Include in your answer a brief description of how the method is working at each step.

[jemidiah]

I don't know what this has to do with discrete math. In any case, denote the Laplace transform of x by X and of y by Y. Since the Laplace transform is linear, L(t) = 1/s^2, L(df/dt) = sL(f) - f(0), and L(d^2 f / dt^2) = s^2 L(f) - s f(0) - f'(0), the equations become in the s-domain...

4 (sX - x(0)) + (sY - y(0)) + Y = 2/s^2
(s^2 X - sx(0) - x'(0)) - (sY - y(0)) = 0

From the second equation, we can easily solve for X in terms of Y:
X = (sx(0) + x'(0) + sY - y(0))/s^2

Multiplying the first equation by s and then plugging the above in gives
4 (x'(0) + sY - y(0)) + (s^2 Y - sy(0)) + sY = 2/s

Solving for Y gives
(5s + s^2)Y = 2/s + sy(0) - 4 (x'(0) - y(0))
=> Y = 2/[s(5s + s^2)] + y(0)/[5 + s] - 4(x'(0) - y(0))/[5s + s^2]

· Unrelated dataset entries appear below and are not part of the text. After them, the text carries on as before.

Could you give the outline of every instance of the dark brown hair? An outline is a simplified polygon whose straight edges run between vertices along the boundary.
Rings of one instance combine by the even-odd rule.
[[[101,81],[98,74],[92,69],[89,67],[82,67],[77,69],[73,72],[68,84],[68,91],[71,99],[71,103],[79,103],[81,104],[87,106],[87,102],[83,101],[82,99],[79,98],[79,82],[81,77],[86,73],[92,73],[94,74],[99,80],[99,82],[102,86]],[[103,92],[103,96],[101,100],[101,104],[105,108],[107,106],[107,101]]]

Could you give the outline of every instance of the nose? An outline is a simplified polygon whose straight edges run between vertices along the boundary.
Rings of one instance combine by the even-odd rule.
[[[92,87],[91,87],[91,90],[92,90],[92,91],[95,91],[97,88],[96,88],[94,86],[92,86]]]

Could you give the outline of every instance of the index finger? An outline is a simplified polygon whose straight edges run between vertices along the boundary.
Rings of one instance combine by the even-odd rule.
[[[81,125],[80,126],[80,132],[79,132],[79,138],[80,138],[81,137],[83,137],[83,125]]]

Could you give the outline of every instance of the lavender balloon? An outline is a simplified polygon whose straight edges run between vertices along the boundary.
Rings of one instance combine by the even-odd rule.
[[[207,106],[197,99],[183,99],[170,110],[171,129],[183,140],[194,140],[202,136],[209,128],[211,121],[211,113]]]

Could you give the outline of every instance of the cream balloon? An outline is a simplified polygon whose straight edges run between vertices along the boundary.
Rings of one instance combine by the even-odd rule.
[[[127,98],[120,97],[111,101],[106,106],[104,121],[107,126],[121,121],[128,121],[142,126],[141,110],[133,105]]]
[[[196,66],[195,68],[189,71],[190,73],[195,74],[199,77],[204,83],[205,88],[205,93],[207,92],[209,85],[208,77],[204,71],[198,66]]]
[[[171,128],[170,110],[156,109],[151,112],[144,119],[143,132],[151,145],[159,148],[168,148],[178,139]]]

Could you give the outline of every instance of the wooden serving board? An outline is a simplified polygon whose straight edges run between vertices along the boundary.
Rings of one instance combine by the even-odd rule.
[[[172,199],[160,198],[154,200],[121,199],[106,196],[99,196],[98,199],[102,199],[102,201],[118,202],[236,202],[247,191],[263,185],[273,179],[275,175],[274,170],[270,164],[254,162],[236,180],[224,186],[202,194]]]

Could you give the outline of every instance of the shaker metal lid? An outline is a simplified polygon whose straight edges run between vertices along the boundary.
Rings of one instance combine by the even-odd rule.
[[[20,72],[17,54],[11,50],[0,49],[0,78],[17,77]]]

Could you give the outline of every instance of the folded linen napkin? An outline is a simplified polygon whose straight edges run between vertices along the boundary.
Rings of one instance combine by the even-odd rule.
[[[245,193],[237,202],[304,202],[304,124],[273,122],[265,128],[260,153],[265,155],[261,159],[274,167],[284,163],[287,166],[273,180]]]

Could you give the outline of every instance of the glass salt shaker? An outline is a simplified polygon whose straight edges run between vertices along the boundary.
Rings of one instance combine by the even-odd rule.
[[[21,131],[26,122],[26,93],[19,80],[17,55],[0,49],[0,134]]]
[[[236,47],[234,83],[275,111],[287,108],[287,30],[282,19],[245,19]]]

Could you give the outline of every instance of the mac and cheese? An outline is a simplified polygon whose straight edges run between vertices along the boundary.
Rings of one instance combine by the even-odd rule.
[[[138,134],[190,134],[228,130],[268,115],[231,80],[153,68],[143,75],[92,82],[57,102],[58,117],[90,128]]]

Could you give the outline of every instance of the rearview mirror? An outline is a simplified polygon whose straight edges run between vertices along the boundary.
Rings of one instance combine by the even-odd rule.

Compute the inverse Laplace transform of this term-by-term after applying partial fractions, leveraging linearity and the following properties of the inverse Laplace transform L':
L'(1/(s+a)) = e^(-at)
L'(1/s) = 1
L'(1/s^2) = t

From partial fractions, 1/[5s + s^2] = 1/5 * [1/s - 1/(s+5)] and 1/[s(5s+s^2)] = 1/5 * 1/s^2 + 1/25 * [1/(s+5) - 1/s]. Putting everything together gives

y = L'(Y) = 2 * [1/5 * L'(1/s^2) + 1/25 * L'(1/(s+5) - 1/s)] + y(0) L'(1/(5+s)) - 4(x'(0) - y(0)) * 1/5 * L'(1/s - 1/(s+5))
= 2t/5 + 2/25 * (e^(-5t) - 1) + y(0) e^(-5t) - 4(x'(0) - y(0))/5 * (1 - e^(-5t))

These calculations are very error-prone, though I've done my best to be accurate. I also checked the above result with the result of Mathematica, and they appear to agree. The Mathematica output uses constants that aren't in terms of x(0), x'(0), and y(0), though the appearance of an exponential term, a constant term, and 2t/5 appear in both.

I won't do the X calculations, since they're so similar and these problems are so tedious.


Disclaimer: I have hardly worked with Laplace transforms, and even my small experience was something like 7 years ago. In the above, I believed the properties Wikipedia gave in the tables at the Laplace transform article.